Birthday Jitters

In less than a week’s time, I will be turning a year older – which is not saying much, as I’m a firm believer of growing older by experience and not by calendar. Kind friends have hinted at wanting to celebrate the occasion – for which I’m thankful, really – but my birthday has never been my thing. On other people’s birthdays, I like to play the role of head organizer: I contact everyone, I plan itineraries, and I make sure the conversations keep going. But on my birthday I prefer being alone to stew on the true meaning of aging. Last year, I spent my birthday writing Arashi fanfiction alone, and I don’t think I spoke with anyone the whole day.
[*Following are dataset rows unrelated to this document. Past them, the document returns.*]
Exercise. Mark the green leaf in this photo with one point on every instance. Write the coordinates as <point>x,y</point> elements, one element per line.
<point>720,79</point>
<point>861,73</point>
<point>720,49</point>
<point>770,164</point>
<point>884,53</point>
Sheer bliss.

My birthday this year is made even more significant by the fact that I am now irrevocably an adult. I don’t feel like one, and I’m not sure I even know what it feels to be one, but I’ve come to a point of my physical growth where I can start popping out kids once every year and walk away (relatively) unscathed. It honestly bothers me that while my friends are out there happening to things – becoming managers, falling in love, seeing the world, starting families – I am still trying to survive college with as much dignity as I can muster. What makes it worse is that I feel like everyone around me is giving me grief for lagging behind, as though I, too, wanted to be that girl that everyone would remember at parties and shake their heads over while thinking, “She had so much potential, but she wasted it.”
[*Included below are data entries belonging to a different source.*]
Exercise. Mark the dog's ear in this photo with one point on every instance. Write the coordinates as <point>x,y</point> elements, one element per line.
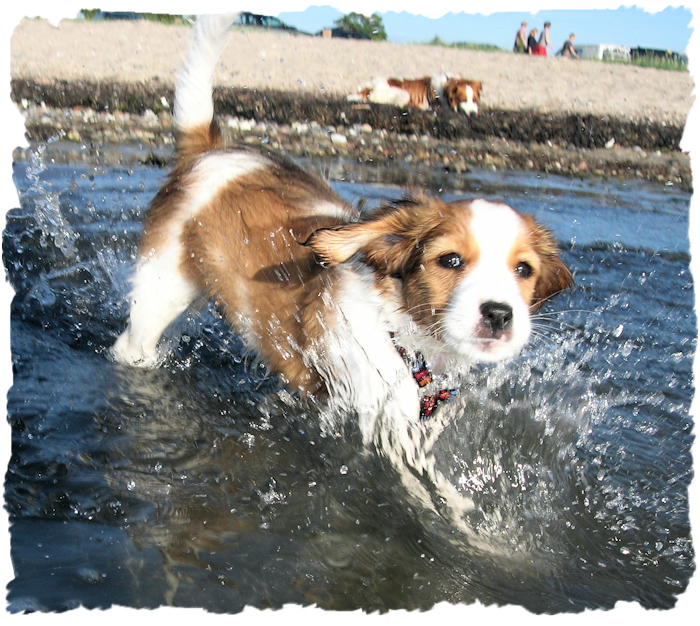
<point>554,274</point>
<point>390,240</point>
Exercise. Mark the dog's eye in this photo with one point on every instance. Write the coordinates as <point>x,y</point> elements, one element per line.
<point>523,270</point>
<point>451,261</point>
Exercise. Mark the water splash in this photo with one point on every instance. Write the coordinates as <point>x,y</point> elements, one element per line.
<point>47,209</point>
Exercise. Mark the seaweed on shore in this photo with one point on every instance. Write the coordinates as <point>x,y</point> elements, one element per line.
<point>525,126</point>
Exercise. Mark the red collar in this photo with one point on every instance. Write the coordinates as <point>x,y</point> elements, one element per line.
<point>423,376</point>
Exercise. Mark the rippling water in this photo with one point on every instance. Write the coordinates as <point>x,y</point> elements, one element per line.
<point>204,484</point>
To comfort myself, I think from time to time that I have been humbled and made wiser by the emotional void of the past four years. Granted, it has turned me into stone – or a plant, whichever, in any case, I don’t feel very human – if only because hardening my heart became the only way to keep myself in one piece. I tell myself, maybe this is what being an adult is about, maybe it’s about learning to forgive yourself and slowly coming to terms with the fact that the superwoman you so wanted to be at age 15 is now an impossible vision that you will never achieve. Maybe being an adult is accepting the reality that for most people, life is an overrated struggle to survive, and the only highlight of your month will take form in that plastic tub of ice cream that you allow yourself once in a while if only because it makes you feel less lonely about being undeniably alone.

I am turning a year older, and I’m not sure what I think about it.